Amanda Jette Knox’s life can make hard reading at times, particularly the violence of the bullying she experienced at school, and the legacy of both anxiety and resilience that sprang from it. (Having experienced bullying myself at school, though not to that extent, these sections spoke to me and gave me some insights on myself as well.)
Knox’s drive to ‘blend in’ and not be a target comes a cropper when one of her children comes out to her as trans, and so begins Amanda’s journey, and that of her whole family, to a life lived more whole and more authentic to themselves.
Her daughter’s transition, you see, provides the impetus for others to accept and then embrace their whole selves; Amanda’s spouse comes out a year later as trans, and a relationship that had been rocky and might have fallen apart transforms – and then Amanda is able to make and accept some further realisations about herself.
For all the difficulties Knox has faced and overcome, and continues (as we all do) to face and overcome, she also has a great and deep well of kindness and love to draw on, which is also fed by those she loves.
I feel like I’m about to start gushing about how wonderful this book is – and why not? It is wonderful.
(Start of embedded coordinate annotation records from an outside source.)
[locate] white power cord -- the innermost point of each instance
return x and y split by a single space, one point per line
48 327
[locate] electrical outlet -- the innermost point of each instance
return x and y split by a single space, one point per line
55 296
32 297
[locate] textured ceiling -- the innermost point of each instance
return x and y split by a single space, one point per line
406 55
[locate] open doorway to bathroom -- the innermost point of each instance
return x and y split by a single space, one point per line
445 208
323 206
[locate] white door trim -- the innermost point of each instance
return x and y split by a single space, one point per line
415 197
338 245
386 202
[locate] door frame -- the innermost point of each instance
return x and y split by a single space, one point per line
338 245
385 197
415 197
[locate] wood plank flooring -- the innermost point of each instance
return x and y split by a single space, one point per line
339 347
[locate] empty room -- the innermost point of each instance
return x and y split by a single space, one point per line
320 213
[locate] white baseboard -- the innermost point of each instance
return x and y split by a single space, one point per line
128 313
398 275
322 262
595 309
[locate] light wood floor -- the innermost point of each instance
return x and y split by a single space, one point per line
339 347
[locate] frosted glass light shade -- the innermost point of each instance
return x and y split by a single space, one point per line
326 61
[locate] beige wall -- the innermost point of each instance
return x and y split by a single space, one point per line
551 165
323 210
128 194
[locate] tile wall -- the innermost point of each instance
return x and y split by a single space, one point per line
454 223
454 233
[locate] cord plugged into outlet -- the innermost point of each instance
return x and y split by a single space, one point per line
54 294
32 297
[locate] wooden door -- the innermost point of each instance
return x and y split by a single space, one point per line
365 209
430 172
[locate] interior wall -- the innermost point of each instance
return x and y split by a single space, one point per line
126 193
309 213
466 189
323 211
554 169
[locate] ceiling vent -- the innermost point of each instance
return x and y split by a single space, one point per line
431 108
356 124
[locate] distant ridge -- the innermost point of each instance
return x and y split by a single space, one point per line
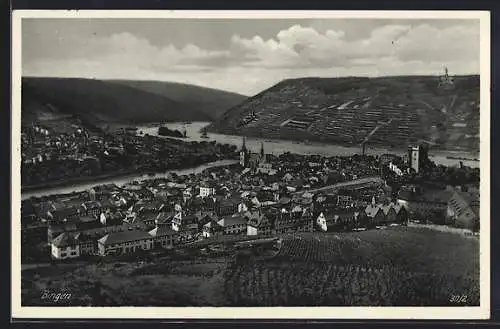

It has its share of wounds and pain, of fear and grief – but also full of healing and growth, courage and joy.
Love Lives Here is rich in hope, humour and the difference that being your true self can make to the quality of your life, while always recognising how challenging and sometimes dangerous that can be.
While this book is terrific as a potential resource for becoming better informed, for anyone who is transgender or has a trans loved one, I think it has a far wider audience: for anyone who wants to understand the world better, to enrich their knowledge and unlearn some of the ignorant and sometimes cruel things that we’ve absorbed about being human in the early parts of our lives.
The world can sometimes be a dark and lonely place, especially for anyone who doesn’t ‘fit’. But Love Lives Here fills me with hope and joy and the reminder that everyone fits, if only we will stop being afraid of difference.